Let’s dive into a fun and challenging problem! Imagine you’re given a task that’s all about finding stepping numbers in a specific range. Now, stepping numbers are pretty cool – they’re numbers where the absolute difference between every two adjacent digits is exactly one. For example, 10 and 12 are valid stepping numbers since, in each case, the differences between the digits are 1 (1 and 0 in 10, and 1 and 2 in 12).
Now, let’s spice things up a bit! Suppose you need to find all the stepping numbers that fall between two given integers, X and Y, where X is the lower bound and Y is the upper bound. Your goal is to generate a complete list of these stepping numbers, including both X and Y if they are stepping numbers themselves.
Here’s a quick example to get you started: if your range is from 0 to 21, the stepping numbers you’d find are 0, 1, 2, 3, 4, 5, 6, 7, 8, 9, 10, 12, and 21. Pretty neat, right? But things could get tricky. What if X and Y are close to the upper limit, say 10^9? You’d need a solution that runs efficiently even for those big numbers.
How would you go about implementing this? Think about which methods you could use to explore possible stepping numbers efficiently without just brute-forcing through every single number. You need to consider edge cases, too! For example, what if X is greater than Y? Or what if the range contains no stepping numbers at all?
So, can you come up with a function that does this for you? Visualize how you’d tackle generating this list and ensure it’s sorted in ascending order. It’s a fun challenge, and I bet you’ll get a sense of accomplishment when you figure it out! What’s your approach going to be? Would love to hear your thoughts on this!
To tackle the problem of finding stepping numbers between a given range X and Y, we can implement a breadth-first search (BFS) algorithm. The BFS approach is particularly beneficial because it allows us to generate potential stepping numbers layer by layer, starting from each digit (0 to 9) and exploring their valid successors based on the stepping number properties. We will enqueue initial stepping numbers (0 through 9) and continuously dequeue numbers while checking if they lie within the range [X, Y]. For each number, we inspect its last digit; valid next digits can be either one less or one more than the last digit. If these new digits fall within the bounds of 0-9, we append them to the current number and enqueue the new number for further exploration until all possibilities are exhausted.

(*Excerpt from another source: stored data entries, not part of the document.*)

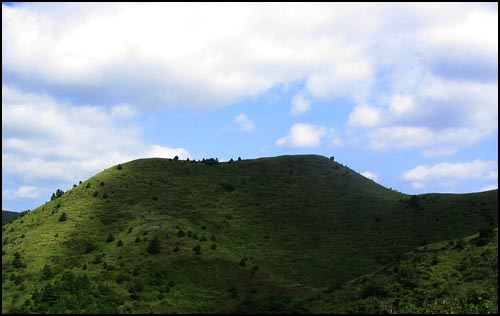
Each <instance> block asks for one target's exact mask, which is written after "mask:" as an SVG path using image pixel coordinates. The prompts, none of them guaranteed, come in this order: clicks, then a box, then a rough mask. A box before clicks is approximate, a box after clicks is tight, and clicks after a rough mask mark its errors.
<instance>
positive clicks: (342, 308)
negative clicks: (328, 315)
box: [311, 229, 498, 314]
mask: <svg viewBox="0 0 500 316" xmlns="http://www.w3.org/2000/svg"><path fill="white" fill-rule="evenodd" d="M331 292H332V293H330V294H326V295H319V297H321V298H319V297H318V299H316V300H315V301H314V302H313V304H312V305H313V306H311V309H312V310H313V311H315V312H317V313H321V312H325V311H329V312H331V313H350V314H352V313H355V314H380V313H382V314H387V313H389V314H403V313H404V314H406V313H411V314H487V313H491V314H498V230H496V229H495V230H489V231H488V230H486V231H482V232H481V233H480V234H476V235H473V236H468V237H466V238H462V239H455V240H450V241H446V242H439V243H434V244H430V245H427V246H425V247H419V248H418V249H416V251H414V252H411V253H408V254H406V255H404V256H402V257H401V258H399V260H397V261H396V262H393V263H391V264H389V265H386V266H384V267H383V268H381V269H379V270H377V271H376V272H374V273H372V274H370V275H367V276H363V277H361V278H358V279H356V280H353V281H350V282H348V283H346V284H345V285H344V286H343V287H341V288H339V289H337V290H333V291H331Z"/></svg>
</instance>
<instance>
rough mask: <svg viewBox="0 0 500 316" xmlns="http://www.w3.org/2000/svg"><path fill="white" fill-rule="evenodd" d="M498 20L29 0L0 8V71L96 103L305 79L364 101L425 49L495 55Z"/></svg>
mask: <svg viewBox="0 0 500 316" xmlns="http://www.w3.org/2000/svg"><path fill="white" fill-rule="evenodd" d="M278 17H279V18H278ZM353 21H355V22H353ZM228 25H230V27H228ZM495 26H498V13H497V11H496V10H492V9H488V7H486V6H484V5H481V4H463V3H453V4H449V3H448V4H411V3H403V4H394V3H390V4H363V6H362V9H360V5H359V4H336V3H314V4H309V3H290V4H273V3H268V4H259V5H256V4H230V3H229V4H227V3H217V4H210V5H206V4H192V3H184V4H175V3H174V4H172V3H79V4H71V5H69V4H65V3H23V4H20V5H16V6H13V7H10V6H6V5H2V44H3V45H2V47H3V48H2V55H3V58H2V69H3V75H4V77H5V80H7V81H9V80H13V81H16V83H17V84H20V85H23V84H25V85H28V84H29V85H30V86H36V87H37V88H38V89H40V90H44V91H48V93H51V94H57V95H59V96H64V97H77V98H81V99H83V100H85V101H87V102H89V103H93V104H109V103H117V102H130V103H131V105H133V106H149V107H161V108H165V107H173V106H191V107H197V108H201V109H214V108H219V107H222V106H227V105H229V104H231V103H233V102H235V101H237V100H241V99H242V98H244V97H248V96H256V95H259V94H262V93H264V92H266V91H268V90H269V89H271V88H272V87H275V86H277V85H281V84H290V83H293V82H297V81H302V82H305V86H304V88H305V90H306V92H307V93H309V94H310V95H311V96H314V97H320V98H324V97H331V96H345V97H348V98H350V99H352V100H354V101H355V102H357V103H363V102H370V100H368V99H369V98H371V97H373V94H374V93H373V89H374V87H375V86H376V85H377V80H378V78H377V77H378V76H380V75H379V73H383V75H384V76H387V78H389V82H387V84H388V88H389V91H391V90H392V89H391V87H393V86H394V85H396V84H397V82H398V81H402V80H404V73H403V74H402V76H400V75H401V74H399V73H397V72H399V71H404V70H405V69H406V67H407V65H408V64H411V63H412V62H414V61H415V60H418V59H417V58H416V56H423V57H424V58H423V62H424V64H423V66H424V67H431V66H432V65H433V64H435V63H436V62H435V61H436V60H442V59H443V58H442V56H443V54H445V53H446V54H450V52H451V51H459V52H461V53H460V54H459V55H458V56H456V57H454V58H455V59H456V60H458V61H459V64H467V63H468V62H469V57H468V56H469V55H468V54H465V53H464V52H471V51H472V52H474V51H479V52H480V53H478V54H479V55H480V56H481V57H485V56H486V57H488V58H481V59H478V58H477V56H476V57H474V59H473V60H474V61H477V60H484V59H488V60H494V59H495V58H494V57H497V58H498V40H497V39H496V38H497V35H498V31H496V30H497V28H495ZM492 30H493V31H492ZM443 46H445V47H452V48H454V49H442V47H443ZM476 55H477V54H476ZM490 57H491V58H490ZM497 58H496V59H497ZM41 61H42V62H41ZM425 63H428V64H425ZM429 64H430V65H429ZM489 68H495V67H489ZM393 74H395V75H396V76H395V78H396V79H395V80H394V81H392V79H391V78H392V77H393V76H392V75H393ZM415 87H416V86H415V85H413V88H415ZM394 90H395V91H392V92H394V93H395V94H398V93H402V92H404V91H397V90H399V89H394Z"/></svg>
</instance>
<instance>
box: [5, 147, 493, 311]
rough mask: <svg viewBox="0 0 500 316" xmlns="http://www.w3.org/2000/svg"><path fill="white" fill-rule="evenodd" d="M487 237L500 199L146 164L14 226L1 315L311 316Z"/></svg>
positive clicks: (280, 171)
mask: <svg viewBox="0 0 500 316" xmlns="http://www.w3.org/2000/svg"><path fill="white" fill-rule="evenodd" d="M486 227H498V190H492V191H488V192H481V193H471V194H422V195H413V196H411V195H406V194H403V193H399V192H396V191H393V190H390V189H387V188H385V187H383V186H381V185H379V184H377V183H375V182H374V181H372V180H369V179H367V178H365V177H363V176H362V175H360V174H359V173H357V172H355V171H354V170H352V169H350V168H348V167H347V166H344V165H342V164H340V163H338V162H334V161H332V160H330V159H327V158H325V157H322V156H316V155H298V156H280V157H273V158H261V159H253V160H241V161H233V162H227V163H219V162H218V161H217V160H216V159H206V160H204V161H203V162H201V161H196V162H195V161H180V160H179V161H175V160H172V159H139V160H134V161H131V162H128V163H123V164H120V165H117V166H113V167H111V168H109V169H106V170H104V171H103V172H101V173H99V174H97V175H95V176H93V177H91V178H90V179H88V180H86V181H84V182H83V183H81V184H79V185H77V186H76V187H75V188H73V189H71V190H69V191H67V192H66V193H64V194H63V195H62V196H61V197H59V198H55V199H53V200H52V201H50V202H47V203H46V204H44V205H42V206H40V207H38V208H37V209H35V210H33V211H31V212H28V213H27V214H26V215H25V216H24V217H23V220H22V221H14V222H12V223H9V224H7V225H5V226H4V227H3V229H2V231H3V237H2V238H3V244H4V245H8V246H9V247H4V249H5V255H4V256H2V275H3V278H2V279H3V280H6V281H5V282H3V283H2V289H3V291H2V298H3V300H2V310H3V311H7V312H23V313H29V312H36V313H39V312H43V313H61V312H62V313H150V312H155V313H203V312H205V313H232V312H255V313H258V312H263V313H264V312H268V313H269V312H278V313H284V312H294V313H307V312H310V311H311V310H314V311H317V308H316V307H315V305H314V304H310V303H307V304H306V303H305V300H309V301H310V302H314V301H315V300H316V299H317V297H318V296H317V295H318V293H323V291H324V290H325V289H328V288H331V289H336V288H339V287H341V286H342V285H343V284H347V282H349V281H350V280H353V279H356V278H359V277H361V276H363V275H366V274H369V273H373V272H374V271H376V270H377V269H380V268H381V267H383V266H384V265H387V264H390V263H391V262H393V261H394V260H398V258H400V257H401V256H402V255H404V254H405V253H408V252H410V251H412V250H414V249H416V248H417V247H420V246H422V245H426V244H429V243H435V242H439V241H442V240H450V239H456V238H463V237H465V236H469V235H472V234H475V233H477V232H479V231H480V230H482V229H485V228H486ZM146 231H147V232H146ZM153 239H154V240H155V243H156V245H155V244H153V245H152V244H151V243H152V241H153ZM156 239H157V241H156ZM157 250H159V252H157ZM16 253H17V255H16ZM322 312H326V313H327V312H328V310H327V309H325V310H323V311H322Z"/></svg>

Additionally, we must account for edge cases such as when X exceeds Y or when there are no valid stepping numbers in the provided range. To handle cases where X > Y, we can simply return an empty list. After gathering potential stepping numbers, we can sort this list to ensure the output is in ascending order. Given the constraints and the possibility of high upper limits (up to 10^9), the BFS will efficiently generate valid numbers without directly iterating through each possible number within the range, thus optimizing performance while ensuring correctness.
Finding Stepping Numbers
So, stepping numbers are these cool numbers where the difference between adjacent digits is always one. Like, 10 and 12 are stepping numbers, but 23 is not (because 2 and 3 are fine, but if you had a 4, 3 and 4 aren’t stepping). And now, I’ve got this task where I need to find all those stepping numbers between X and Y.
First off, I’d probably want to check if X is greater than Y. If they are flipped, I could just say there are no stepping numbers in that case and stop right there. But if not, here’s what I think I should do!
I’ll consider creating a function that starts from each digit from 0 to 9 and then builds numbers by adding or subtracting 1 to the last digit. For example:
Once I’ve got those numbers, I’d then check if they fall between X and Y and add them to my final list. Oh, and I need to keep them sorted. I guess that can be done naturally with the way I’m building them?
And if I hit some giant numbers like 109, I’d have to be careful not to waste time checking every single number. Going digit by digit is probably way more efficient, right?
Here’s a quick pseudo-code I was thinking about:
function findSteppingNumbers(X, Y) { if (X > Y) return []; steppingNums = []; for (digit in 0 to 9) { findSteppingNumbersFrom(digit, X, Y, steppingNums); } return sort(steppingNums); } function findSteppingNumbersFrom(number, X, Y, steppingNums) { if (number != 0 && number >= X && number <= Y) { steppingNums.push(number); } lastDigit = number % 10; if (lastDigit > 0) { findSteppingNumbersFrom(number * 10 + (lastDigit - 1), X, Y, steppingNums); } if (lastDigit < 9) { findSteppingNumbersFrom(number * 10 + (lastDigit + 1), X, Y, steppingNums); } }I think this will help me get all the stepping numbers without going through every number in between! And if there are no stepping numbers found, that’s okay too. It’s just part of the challenge! Let’s go for it!